Biagio Izzo si racconta alla vigilia di «Balcone a tre piazze», novità di Mirko Setaro e Francesco Velonà, che debutterà domani nella stagione dell'Augusteo.

Con lui, in scena, saranno Mario Porfito, Carla Ferraro, Roberto Giordano, Adele Vitale e Ciro Pauciullo. La regia è di Pino L'Abbate; repliche fino a domenica 12.
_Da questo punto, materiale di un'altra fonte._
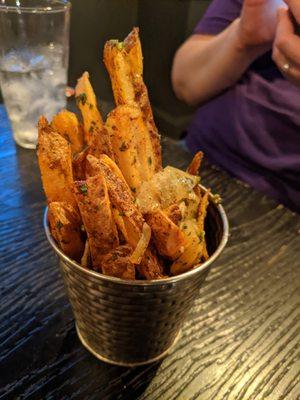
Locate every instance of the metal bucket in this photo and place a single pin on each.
(132, 323)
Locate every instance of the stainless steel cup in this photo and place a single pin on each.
(132, 323)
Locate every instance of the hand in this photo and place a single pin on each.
(286, 47)
(257, 24)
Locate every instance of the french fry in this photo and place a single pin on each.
(124, 63)
(117, 263)
(192, 251)
(195, 249)
(131, 145)
(85, 259)
(78, 163)
(134, 54)
(95, 208)
(132, 220)
(65, 225)
(202, 211)
(174, 213)
(96, 133)
(150, 267)
(67, 125)
(133, 49)
(55, 162)
(120, 196)
(114, 57)
(195, 164)
(167, 236)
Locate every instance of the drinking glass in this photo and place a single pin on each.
(34, 53)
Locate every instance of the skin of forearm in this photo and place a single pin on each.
(206, 65)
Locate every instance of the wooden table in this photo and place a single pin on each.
(241, 340)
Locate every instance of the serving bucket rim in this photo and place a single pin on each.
(157, 282)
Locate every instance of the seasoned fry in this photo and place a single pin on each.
(117, 263)
(65, 223)
(195, 164)
(95, 209)
(195, 249)
(168, 238)
(112, 207)
(141, 247)
(131, 145)
(96, 133)
(173, 212)
(202, 211)
(118, 67)
(124, 63)
(67, 125)
(78, 164)
(120, 196)
(150, 267)
(55, 162)
(132, 220)
(85, 259)
(192, 251)
(133, 49)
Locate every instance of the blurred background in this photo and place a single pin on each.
(164, 25)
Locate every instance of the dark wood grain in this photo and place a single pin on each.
(241, 340)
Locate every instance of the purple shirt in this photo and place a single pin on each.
(252, 129)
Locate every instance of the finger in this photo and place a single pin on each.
(279, 59)
(285, 39)
(294, 6)
(293, 71)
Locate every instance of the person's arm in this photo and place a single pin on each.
(286, 47)
(206, 65)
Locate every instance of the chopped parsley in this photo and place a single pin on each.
(59, 225)
(217, 199)
(81, 98)
(83, 189)
(120, 45)
(123, 147)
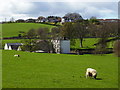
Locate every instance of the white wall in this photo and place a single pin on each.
(65, 46)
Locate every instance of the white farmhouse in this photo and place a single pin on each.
(61, 46)
(13, 46)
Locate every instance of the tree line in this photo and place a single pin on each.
(72, 31)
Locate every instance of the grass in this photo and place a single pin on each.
(12, 29)
(89, 43)
(42, 70)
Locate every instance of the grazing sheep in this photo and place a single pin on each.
(16, 55)
(91, 73)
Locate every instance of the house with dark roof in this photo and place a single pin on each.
(13, 46)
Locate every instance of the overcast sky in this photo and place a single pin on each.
(22, 9)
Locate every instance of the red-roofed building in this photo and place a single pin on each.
(108, 20)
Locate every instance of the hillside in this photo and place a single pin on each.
(13, 29)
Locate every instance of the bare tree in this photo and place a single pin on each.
(81, 31)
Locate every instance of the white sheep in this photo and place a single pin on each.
(16, 55)
(91, 73)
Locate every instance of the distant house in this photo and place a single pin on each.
(108, 20)
(13, 46)
(61, 46)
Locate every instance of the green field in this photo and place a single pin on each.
(12, 29)
(42, 70)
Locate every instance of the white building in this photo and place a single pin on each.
(13, 46)
(61, 46)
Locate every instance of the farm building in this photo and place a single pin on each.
(61, 46)
(13, 46)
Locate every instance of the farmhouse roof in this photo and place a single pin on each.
(9, 44)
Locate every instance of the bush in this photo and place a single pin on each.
(117, 48)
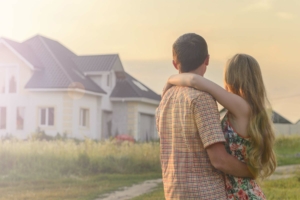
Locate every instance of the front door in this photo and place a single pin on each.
(106, 125)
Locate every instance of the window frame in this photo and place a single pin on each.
(5, 117)
(87, 117)
(17, 114)
(7, 67)
(47, 116)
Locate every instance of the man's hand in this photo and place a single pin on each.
(226, 163)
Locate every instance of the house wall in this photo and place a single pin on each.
(101, 80)
(32, 102)
(118, 65)
(135, 109)
(287, 129)
(93, 130)
(120, 118)
(66, 106)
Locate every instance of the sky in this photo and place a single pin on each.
(142, 33)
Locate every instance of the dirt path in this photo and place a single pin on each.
(147, 186)
(131, 192)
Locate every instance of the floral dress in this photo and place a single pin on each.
(239, 188)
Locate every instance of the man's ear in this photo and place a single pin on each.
(206, 61)
(175, 65)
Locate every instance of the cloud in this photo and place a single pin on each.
(285, 15)
(260, 5)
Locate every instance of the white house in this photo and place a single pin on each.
(43, 84)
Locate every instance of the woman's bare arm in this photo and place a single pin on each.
(232, 102)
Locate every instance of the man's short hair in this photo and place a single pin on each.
(191, 51)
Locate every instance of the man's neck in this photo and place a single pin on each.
(197, 71)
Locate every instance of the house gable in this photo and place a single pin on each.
(24, 53)
(11, 61)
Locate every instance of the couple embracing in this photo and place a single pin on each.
(201, 157)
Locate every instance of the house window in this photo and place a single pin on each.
(20, 118)
(2, 117)
(8, 80)
(84, 117)
(47, 116)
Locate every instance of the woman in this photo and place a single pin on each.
(246, 126)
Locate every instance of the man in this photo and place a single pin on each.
(192, 142)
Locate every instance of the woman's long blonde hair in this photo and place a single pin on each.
(243, 77)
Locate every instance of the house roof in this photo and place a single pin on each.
(129, 87)
(26, 52)
(59, 71)
(96, 62)
(60, 68)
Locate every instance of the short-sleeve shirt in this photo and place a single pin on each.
(188, 121)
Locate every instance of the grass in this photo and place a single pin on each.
(47, 159)
(69, 188)
(83, 170)
(287, 149)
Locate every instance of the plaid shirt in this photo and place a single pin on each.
(188, 121)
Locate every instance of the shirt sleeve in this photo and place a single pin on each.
(157, 120)
(207, 119)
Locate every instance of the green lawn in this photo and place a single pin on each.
(72, 188)
(288, 150)
(288, 189)
(66, 170)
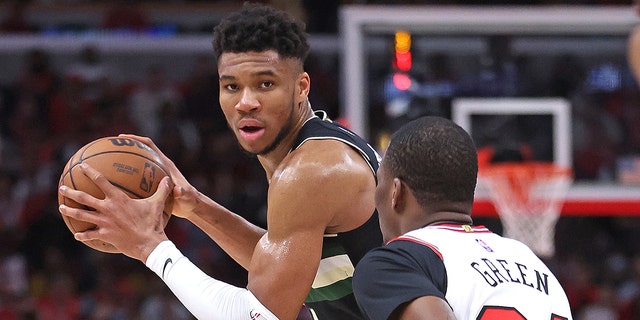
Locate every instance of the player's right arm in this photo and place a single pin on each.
(633, 52)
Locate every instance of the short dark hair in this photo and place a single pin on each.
(259, 28)
(436, 159)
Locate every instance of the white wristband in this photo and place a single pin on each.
(204, 296)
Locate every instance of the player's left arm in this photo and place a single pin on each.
(402, 280)
(430, 307)
(633, 52)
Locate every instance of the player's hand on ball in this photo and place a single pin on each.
(185, 195)
(133, 226)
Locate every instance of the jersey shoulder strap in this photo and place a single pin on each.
(320, 127)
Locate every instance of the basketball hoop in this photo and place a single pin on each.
(528, 197)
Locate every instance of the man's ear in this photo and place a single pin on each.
(398, 195)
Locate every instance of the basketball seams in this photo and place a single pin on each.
(127, 154)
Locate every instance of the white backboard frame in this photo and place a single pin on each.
(463, 109)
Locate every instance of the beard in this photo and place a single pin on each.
(284, 132)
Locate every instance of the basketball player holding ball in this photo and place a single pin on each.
(320, 209)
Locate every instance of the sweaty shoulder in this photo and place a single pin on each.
(332, 178)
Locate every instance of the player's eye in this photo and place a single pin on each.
(231, 87)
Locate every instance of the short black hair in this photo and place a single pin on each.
(259, 28)
(436, 159)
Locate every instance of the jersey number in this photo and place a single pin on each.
(506, 313)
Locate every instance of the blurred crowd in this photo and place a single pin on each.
(48, 112)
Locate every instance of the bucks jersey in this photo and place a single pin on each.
(331, 296)
(482, 275)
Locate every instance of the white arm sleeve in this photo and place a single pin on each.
(204, 296)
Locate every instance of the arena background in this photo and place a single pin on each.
(73, 71)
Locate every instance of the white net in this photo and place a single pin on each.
(528, 198)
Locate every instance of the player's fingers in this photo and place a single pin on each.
(79, 214)
(87, 235)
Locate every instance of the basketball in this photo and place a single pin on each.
(128, 164)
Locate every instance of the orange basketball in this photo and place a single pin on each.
(128, 164)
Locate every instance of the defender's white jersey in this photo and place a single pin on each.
(492, 277)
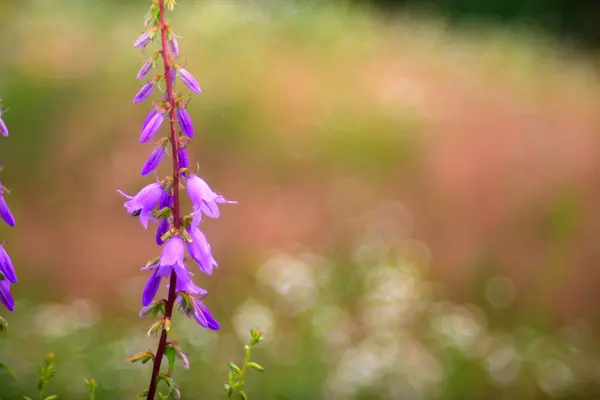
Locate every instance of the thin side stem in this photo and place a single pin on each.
(162, 344)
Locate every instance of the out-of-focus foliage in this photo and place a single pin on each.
(417, 202)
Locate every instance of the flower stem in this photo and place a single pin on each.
(176, 209)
Izzo: «Un fatto è sicuro, si ride. Tanto! Perché questa è una commedia degli equivoci e suscita sorprese che il pubblico scopre assieme agli attori. Tutta colpa di una tempesta non meglio precisata, almeno al principio, metafora delle difficoltà che si abbattono sulle nostre vite, anche se noi le trattiamo con leggerezza. Qui c'è un balcone da cui, alla vigilia di Natale, entrano tre persone per aggrovigliare ancora di più l'esistenza del protagonista, Alfredo, un uomo separato che vorrebbe partire per tentare di riavvicinarsi alla moglie, ma è bloccato dalla tempesta».

E gli altri? «Stessa sorte. C'è l'avvenente vicina di casa, ci sono l'amante e un improbabile rapinatore. Tutti, per vari motivi, entrano da quel balcone e il povero Alfredo non sa come dividersi. Non svelo il coup de théâtre finale, ma riuscirò a ricomporre un'armonia, citando addirittura Seneca: "Il vero navigatore si vede nella tempesta"».

Torniamo alle origini di Bibì e Cocò: «Mi piacevano i Brutos e la loro fisicità. Per imitare l'unico dente che sfoggiava il leader del gruppo, Gerry Bruno, mi attaccai sugli altri delle gomme alla liquirizia. Perché? Il segreto è suscitare curiosità nella gente. Volevo essere leggero ma a modo mio, una sorta di Masaniello, un trasgressivo amico del popolo contro il potere, ma senza i suoi eccessi. Il mio Bibì era un clown fisico, con gli occhi storti e un dente in bocca, non il solito comico in giacca a quadri. Mi sentivo libero». Poi? «Poi, un giorno presi uno schiaffo da un camorrista perché eravamo arrivati tardi alla sua festa e dissi: basta. Quel ceffone mi cambiò la vita e mi portò fortuna. Cominciai a fare provini, incontrai Boncompagni».

Ma nella carriera di Izzo c'è anche il registro drammatico: «Certo! E penso ai "Fratelli De Filippo" di Rubini, a "Tiro libero" e a "Come saltano i pesci", di Alessandro Valori, dove sono un uomo che perde la moglie e passa il tempo del film in sala mortuaria. L'attore deve far ridere e piangere, ma è importante che sia guidato da un buon regista, altrimenti il comico può diventare patetico».

E qual è il segreto di un buon comico? «Essere al passo coi tempi, stare sul pezzo e guardare il mondo con ironia e leggerezza. E non c'è problema: anche la vita vera io l'affronto con gioia, e ringrazio di essere nato, perché sento di aver ricevuto un dono».